Storage is two paths: where fetched datasets go and where the produced cache goes. Both are set in [_STORAGE] and default to local, repo-relative folders, so a casual user gets ./datasets/ and ./cached/ with no configuration.

[_STORAGE]
datasets_dir  = "datasets"        # fetched datasets (default; relative -> <repo>/datasets/)
datacache_dir = "cached"          # produced cache   (default; relative -> <repo>/cached/)
scratch       = "/scratch/$USER"  # a reusable $-symbol -> $scratch

[_STORAGE._HOST."login*.hpc.edu"]
scratch       = "/work/$USER"     # host-specific symbol value (glob on hostname)
datacache_dir = "$scratch/cache"  # a field, host-specific

[big]
uri        = "https://example.com/big.nc"
storage_path = "$scratch/$key"      # this dataset, parked on scratch ($key => tool-managed)
  • Paths default local. Relative ⇒ relative to the project root ($repo). A fetched dataset lands at <datasets_dir>/<key>, a produced artifact at <datacache_dir>/<cachetype>/[<version>/]<hash>/. No scope, no prefix, no derived name — the folder you set is the location.
  • Symbols.
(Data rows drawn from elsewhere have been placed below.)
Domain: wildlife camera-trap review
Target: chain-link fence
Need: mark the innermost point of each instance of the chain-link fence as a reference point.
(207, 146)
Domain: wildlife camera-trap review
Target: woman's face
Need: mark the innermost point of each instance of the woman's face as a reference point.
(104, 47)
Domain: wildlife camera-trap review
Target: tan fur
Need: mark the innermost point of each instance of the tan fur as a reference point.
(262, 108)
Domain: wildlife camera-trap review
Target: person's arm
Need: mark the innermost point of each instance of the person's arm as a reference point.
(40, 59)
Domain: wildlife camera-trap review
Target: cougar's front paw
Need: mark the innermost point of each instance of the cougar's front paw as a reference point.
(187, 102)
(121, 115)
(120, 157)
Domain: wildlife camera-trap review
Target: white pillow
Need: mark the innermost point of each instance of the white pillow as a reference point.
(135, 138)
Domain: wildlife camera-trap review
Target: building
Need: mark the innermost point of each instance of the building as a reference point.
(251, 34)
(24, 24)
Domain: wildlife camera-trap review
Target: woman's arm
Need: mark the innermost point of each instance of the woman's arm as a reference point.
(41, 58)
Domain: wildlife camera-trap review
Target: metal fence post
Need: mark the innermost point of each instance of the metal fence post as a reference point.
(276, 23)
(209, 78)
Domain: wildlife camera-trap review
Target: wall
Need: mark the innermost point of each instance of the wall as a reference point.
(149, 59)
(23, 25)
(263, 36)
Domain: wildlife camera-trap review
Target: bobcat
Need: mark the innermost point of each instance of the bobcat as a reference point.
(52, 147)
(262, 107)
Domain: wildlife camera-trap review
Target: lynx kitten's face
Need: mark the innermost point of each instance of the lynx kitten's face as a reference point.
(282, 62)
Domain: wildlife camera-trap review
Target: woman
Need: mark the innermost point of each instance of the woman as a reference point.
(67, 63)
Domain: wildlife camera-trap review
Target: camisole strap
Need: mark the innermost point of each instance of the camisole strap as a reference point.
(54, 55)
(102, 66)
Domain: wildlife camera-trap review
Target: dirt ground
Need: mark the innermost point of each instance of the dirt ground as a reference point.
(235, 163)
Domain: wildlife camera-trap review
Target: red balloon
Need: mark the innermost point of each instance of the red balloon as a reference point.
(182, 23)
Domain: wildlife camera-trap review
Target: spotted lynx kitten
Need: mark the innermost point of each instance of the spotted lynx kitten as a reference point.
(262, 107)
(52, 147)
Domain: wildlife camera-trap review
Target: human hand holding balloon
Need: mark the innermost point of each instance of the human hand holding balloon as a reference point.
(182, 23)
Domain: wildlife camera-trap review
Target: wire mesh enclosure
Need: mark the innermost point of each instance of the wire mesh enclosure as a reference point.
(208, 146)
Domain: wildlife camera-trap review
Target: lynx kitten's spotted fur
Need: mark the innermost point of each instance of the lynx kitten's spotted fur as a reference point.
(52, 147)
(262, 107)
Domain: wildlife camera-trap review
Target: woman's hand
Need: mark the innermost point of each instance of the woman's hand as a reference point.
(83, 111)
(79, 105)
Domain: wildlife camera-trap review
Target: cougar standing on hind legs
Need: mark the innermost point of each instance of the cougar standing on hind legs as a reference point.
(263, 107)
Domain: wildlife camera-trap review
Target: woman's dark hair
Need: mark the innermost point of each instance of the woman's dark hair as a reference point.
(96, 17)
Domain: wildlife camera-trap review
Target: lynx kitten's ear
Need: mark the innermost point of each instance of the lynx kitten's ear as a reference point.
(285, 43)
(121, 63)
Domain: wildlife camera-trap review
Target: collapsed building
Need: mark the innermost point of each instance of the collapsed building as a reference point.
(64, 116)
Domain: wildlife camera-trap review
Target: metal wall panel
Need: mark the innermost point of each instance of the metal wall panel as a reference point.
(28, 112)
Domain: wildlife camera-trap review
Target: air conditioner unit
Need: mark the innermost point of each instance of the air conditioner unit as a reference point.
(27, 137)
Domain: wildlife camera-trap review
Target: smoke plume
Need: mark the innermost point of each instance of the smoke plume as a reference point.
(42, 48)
A path may use $-symbols: predefined $user_data_dir / $user_cache_dir (the machine's data/cache dirs, straight from platformdirs) and $repo; any other bare [_STORAGE] key is a user-defined symbol, made host-specific in [_STORAGE._HOST]. $USER/env and ~ also expand.
  • Centralize / share across clones or projects with one edit: datasets_dir = "$user_data_dir/myproj", datacache_dir = "$user_cache_dir/myproj".
  • Per-dataset storage_path overrides where one dataset lives (default $datasets_dir/$key): contains $key ⇒ tool-managed/keyed; an exact path without $key ⇒ user-managed and never touched by maintenance. (It is not called path — that is the URI's parsed component.)
  • Read pools (datasets_pools / datacache_pools) — optional lists of read-only folders checked before downloading/producing, so a dataset or @cached result another project already has is reused in place (checksum-verified for datasets, recorded in the state file, never copied). datasets_pools defaults to well-known shared folders; datacache_pools is opt-in. An empty list disables them. See SCHEMA.md §Storage.
  • Environment: overrides for the folders — DATAMANIFEST_DATASETS_DIR / DATAMANIFEST_DATACACHE_DIR (user symbols override as DATAMANIFEST_<NAME>; pools as DATAMANIFEST_DATASETS_POOLS / DATAMANIFEST_DATACACHE_POOLS); $user_data_dir/$user_cache_dir keep their per-OS resolution.
  • Concurrency: writes are atomic (temp + rename) under a .lock pidfile with a .complete marker, so concurrent readers never see a half-materialized dataset.

Normative: SCHEMA.md §Storage.